掲載されている安部のエッセイによれば、カルティエ=ブレッソンの使っていたライカを安部も買いたいと思ったのだが、それは結局潰えてしまったことが述懐されている。その思いはフェティシズムだったのだと安部は言う。

安部公房が急死してからすでに30年を過ぎて、だがその名前は急速に忘却されてしまったような気がする。といっても、薄っぺらな流行作家だったわけではない。むしろ正反対で、その作品は先鋭的でアヴァンギャルドなコンセプトを持っていたゆえに、時代の先を行き過ぎていた感じさえある。アラン・ロブ=グリエやガブリエル・ガルシア=マルケス的な方法論との近似性を感じるが、そもそもその頃、一般的な読者層にはガルシア=マルケスなど膾炙していなかったはずだ。

私が安部公房を認識したのはどちらかというと作家としてではなく、戯曲家としてであったような気がする。その重要な作のひとつとして『友達』があげられるが、といってももちろん初演ではなく、いつどこの劇団で観たのかは忘れてしまったがその不条理さと不安な空気に、こんなことはありえないと思いながらもそれはこの世間のひとつのメタファーなのかもしれないということに気がついていた。
たとえば初期の出世作の『壁』における 「バベルの塔の狸」 にしても、その描かれたものの感触は『友達』と同様に不快だった。この気持ち悪さを冷静な筆致で気持ち悪く書いてしまうところが安部公房の神髄なのだ。

そのエキセントリックさの極地が『箱男』であり、そのイマジネーションも当然ながら気持ち悪さを伴っていて、その同時期に安部公房スタジオを立ち上げたあたりが安部の絶頂期であったように感じる。
そして普段何も感じないような些末なものへの拘泥というか執着心の発露に、寺山修司の性向というか方法論と似たものを感じる。寺山もまた演劇を自らの活動の中心としてとらえていたはずであるが、寺山の演劇は小竹信節のメカニックな装置に幻惑されるのだけれど実はメカニックではなくきわめて詩的であるのに対して、安部の演劇はその構造にごつごつとした骨太の仕掛けがあるように感じる。

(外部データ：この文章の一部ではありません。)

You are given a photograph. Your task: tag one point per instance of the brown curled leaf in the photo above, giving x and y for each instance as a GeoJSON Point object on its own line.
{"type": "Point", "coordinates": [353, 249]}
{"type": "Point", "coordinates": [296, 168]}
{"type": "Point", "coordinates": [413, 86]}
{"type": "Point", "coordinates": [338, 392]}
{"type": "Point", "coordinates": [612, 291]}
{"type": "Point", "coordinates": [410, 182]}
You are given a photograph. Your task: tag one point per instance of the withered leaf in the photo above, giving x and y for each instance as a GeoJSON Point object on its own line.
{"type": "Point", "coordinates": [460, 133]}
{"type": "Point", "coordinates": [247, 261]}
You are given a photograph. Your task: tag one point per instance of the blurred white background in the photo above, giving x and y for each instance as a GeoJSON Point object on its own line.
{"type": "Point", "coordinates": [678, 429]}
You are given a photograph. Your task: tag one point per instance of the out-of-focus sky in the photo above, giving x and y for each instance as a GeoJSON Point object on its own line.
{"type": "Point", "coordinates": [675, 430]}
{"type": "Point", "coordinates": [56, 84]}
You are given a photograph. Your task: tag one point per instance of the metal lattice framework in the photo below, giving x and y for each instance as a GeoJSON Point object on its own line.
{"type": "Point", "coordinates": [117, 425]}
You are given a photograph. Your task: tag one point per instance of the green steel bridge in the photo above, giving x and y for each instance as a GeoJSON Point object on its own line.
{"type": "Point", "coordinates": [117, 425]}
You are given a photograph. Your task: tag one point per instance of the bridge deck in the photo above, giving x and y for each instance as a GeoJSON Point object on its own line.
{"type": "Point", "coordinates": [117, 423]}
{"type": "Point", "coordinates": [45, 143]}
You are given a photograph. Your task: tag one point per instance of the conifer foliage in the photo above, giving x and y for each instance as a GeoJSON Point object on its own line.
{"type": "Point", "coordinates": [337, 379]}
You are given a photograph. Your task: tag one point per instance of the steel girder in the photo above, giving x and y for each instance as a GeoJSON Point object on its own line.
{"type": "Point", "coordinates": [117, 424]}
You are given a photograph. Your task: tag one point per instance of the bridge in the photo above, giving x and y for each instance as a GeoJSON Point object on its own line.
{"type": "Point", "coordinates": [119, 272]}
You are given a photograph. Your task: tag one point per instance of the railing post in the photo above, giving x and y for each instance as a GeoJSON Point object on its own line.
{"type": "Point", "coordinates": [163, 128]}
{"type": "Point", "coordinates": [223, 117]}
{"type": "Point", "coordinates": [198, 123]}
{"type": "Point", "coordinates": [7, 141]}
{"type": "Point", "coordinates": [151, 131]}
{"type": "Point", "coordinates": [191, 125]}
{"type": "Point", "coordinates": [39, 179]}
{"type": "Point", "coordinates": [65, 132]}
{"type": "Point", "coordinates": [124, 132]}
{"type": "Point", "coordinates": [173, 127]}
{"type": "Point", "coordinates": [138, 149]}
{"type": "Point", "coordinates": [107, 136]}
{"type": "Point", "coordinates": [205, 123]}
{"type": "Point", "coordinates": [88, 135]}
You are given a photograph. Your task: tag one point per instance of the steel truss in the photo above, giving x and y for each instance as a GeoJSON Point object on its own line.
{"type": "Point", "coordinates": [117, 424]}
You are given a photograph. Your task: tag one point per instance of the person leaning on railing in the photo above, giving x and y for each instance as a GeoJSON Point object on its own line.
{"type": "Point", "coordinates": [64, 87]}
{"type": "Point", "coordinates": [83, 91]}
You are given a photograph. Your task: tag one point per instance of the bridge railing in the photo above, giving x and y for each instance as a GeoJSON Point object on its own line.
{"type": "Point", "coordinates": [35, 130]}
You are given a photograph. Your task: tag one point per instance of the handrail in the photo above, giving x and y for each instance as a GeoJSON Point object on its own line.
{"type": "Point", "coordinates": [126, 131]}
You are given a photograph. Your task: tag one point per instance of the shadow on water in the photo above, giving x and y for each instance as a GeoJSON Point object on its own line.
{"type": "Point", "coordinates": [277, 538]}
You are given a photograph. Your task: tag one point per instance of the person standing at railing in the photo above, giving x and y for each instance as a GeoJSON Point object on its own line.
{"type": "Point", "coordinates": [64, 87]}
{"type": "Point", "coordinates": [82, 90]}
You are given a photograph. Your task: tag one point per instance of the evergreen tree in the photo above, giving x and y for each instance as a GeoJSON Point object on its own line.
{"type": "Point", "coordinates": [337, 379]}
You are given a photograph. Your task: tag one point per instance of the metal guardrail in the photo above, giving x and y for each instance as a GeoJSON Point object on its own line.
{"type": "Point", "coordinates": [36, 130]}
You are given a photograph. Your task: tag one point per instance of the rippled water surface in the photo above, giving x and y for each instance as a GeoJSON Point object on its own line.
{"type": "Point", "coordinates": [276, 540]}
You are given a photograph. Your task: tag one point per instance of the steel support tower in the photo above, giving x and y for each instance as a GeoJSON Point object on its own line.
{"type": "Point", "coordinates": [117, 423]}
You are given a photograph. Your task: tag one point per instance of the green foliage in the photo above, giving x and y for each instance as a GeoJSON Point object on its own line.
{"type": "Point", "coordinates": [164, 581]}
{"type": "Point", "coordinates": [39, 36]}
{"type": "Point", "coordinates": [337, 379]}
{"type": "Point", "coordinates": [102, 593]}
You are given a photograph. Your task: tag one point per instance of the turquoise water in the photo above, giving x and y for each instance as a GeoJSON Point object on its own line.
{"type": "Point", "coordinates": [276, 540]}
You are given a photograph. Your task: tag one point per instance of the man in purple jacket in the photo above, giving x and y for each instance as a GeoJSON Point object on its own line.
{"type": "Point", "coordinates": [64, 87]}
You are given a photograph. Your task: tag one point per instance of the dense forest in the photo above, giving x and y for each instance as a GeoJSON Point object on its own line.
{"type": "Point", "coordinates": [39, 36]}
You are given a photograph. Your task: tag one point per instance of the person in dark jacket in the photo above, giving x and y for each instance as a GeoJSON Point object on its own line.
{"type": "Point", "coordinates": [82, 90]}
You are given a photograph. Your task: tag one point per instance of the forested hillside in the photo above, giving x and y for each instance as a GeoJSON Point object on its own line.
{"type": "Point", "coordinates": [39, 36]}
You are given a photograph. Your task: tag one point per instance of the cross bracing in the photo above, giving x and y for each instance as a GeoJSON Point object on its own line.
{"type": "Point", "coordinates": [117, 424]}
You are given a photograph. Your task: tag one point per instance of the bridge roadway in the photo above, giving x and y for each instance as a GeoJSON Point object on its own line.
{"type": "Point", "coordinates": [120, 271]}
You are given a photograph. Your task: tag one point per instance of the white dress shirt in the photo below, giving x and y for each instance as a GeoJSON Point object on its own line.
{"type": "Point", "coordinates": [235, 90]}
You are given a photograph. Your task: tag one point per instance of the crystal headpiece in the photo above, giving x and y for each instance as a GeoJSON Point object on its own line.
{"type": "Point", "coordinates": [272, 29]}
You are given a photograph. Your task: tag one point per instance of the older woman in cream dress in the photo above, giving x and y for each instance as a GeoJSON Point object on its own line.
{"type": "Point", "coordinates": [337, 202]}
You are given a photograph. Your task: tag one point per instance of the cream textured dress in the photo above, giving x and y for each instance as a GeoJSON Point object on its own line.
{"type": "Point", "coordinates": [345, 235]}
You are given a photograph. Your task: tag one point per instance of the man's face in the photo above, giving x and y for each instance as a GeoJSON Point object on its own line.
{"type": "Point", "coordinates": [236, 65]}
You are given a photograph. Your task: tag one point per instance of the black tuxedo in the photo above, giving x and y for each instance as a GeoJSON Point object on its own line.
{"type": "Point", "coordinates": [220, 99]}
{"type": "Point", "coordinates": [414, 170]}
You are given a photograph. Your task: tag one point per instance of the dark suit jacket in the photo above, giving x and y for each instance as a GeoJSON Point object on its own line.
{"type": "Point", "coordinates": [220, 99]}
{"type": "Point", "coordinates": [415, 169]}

堤清二の庇護の下に西武劇場で上演された一連の安部の戯曲は、しかし次第に実験的な色合いを強め、コマーシャルなものから疎遠となってしまい消滅した。それは68/71が演劇的悦楽よりも政治的・思想的な方向性を強くした結果、根源的で原初的なお芝居の楽しみを喪失したのと似ている。そして時代は革新的戯作法で疑似エンターテインメントを標榜する野田秀樹のような傾向に移っていったのだと思う。
ふと思い出すのは、野田の同世代として如月小春や、天井桟敷の戯曲を寺山と共作していた岸田理生がいたこと。だが二人とも亡くなってしまったのが悲しい。

個人的感想でいえば、安部公房の戯曲は安部公房スタジオ立ち上げの前夜に書かれた紀伊國屋ホールにおける『ガイドブック』が、安部のメカニックでありながらそのメランコリーとか抒情性を垣間見せる作品であったと私は思う。「世界の果て」、それは乾いていて誰にもその素顔を見せない仮面のように、抒情を拒否する場所なのだ。

安部は抽象的な表現としてのメカニックさだけではなく、実際にメカが好きで、コンタックスやローライで撮った写真を自分で現像していたのだという。そして初期のワープロであるNECの文豪開発にもかかわっていたし、EMS Synthi AKSなども所有して使用していたという。当時、EMSを使っていた人なんてブライアン・イーノくらいしか私は知らない。
その安部の撮っていた写真を整理した写真集が出版されるのだという。まさに新潮社が仕掛けている安部公房復活宣言のように見える。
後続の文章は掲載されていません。